Friday, March 30, 2018
Avenue East Ballroom (InterContinental Chicago Magnificent Mile)
Evelyne Huber , Political Science, University of North Carolina at Chapel Hill
Claire Dunn , University of North Carolina at Chapel Hill
Mr. John David Stephens , Center for European Studies, University of North Carolina at Chapel Hill
In this paper, we examine the extent to which there has been a turn to social investment in Latin America, and we explain why some countries have seen greater advances than others. We argue that the concept of a “turn” is not useful, because it evokes a turn away from transfers, or the passive welfare state, and toward social investment, or the active welfare state. Rather, both transfers and services have been expanded in Latin America since 2000, with transfers on average growing faster than investment in health and education. This is in large part a result of policy legacies, namely the fact that the passive welfare state in Latin America had left anywhere from 20 to 80 percent of the population without coverage and that poverty rates at the turn of the century were high.
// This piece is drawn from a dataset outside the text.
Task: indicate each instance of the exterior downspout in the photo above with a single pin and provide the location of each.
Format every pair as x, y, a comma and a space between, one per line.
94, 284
Thus, in order for social investment to be effective, anti-poverty policies in the form of transfers had to be part of the reform strategy. On the other hand, simple expansion of conditional cash transfers, even if tied to school attendance and medical check-ups, without accompanying investment in equitable access to health and education services, did not constitute an effective social investment strategy either. We examine four kinds of policies: Conditional cash transfers, education, early childhood education and care, and health care. We assess progress in these policy areas with three criteria: Extent of coverage of the policies, generosity of benefits or quality of services, and equity in access to the benefits and services.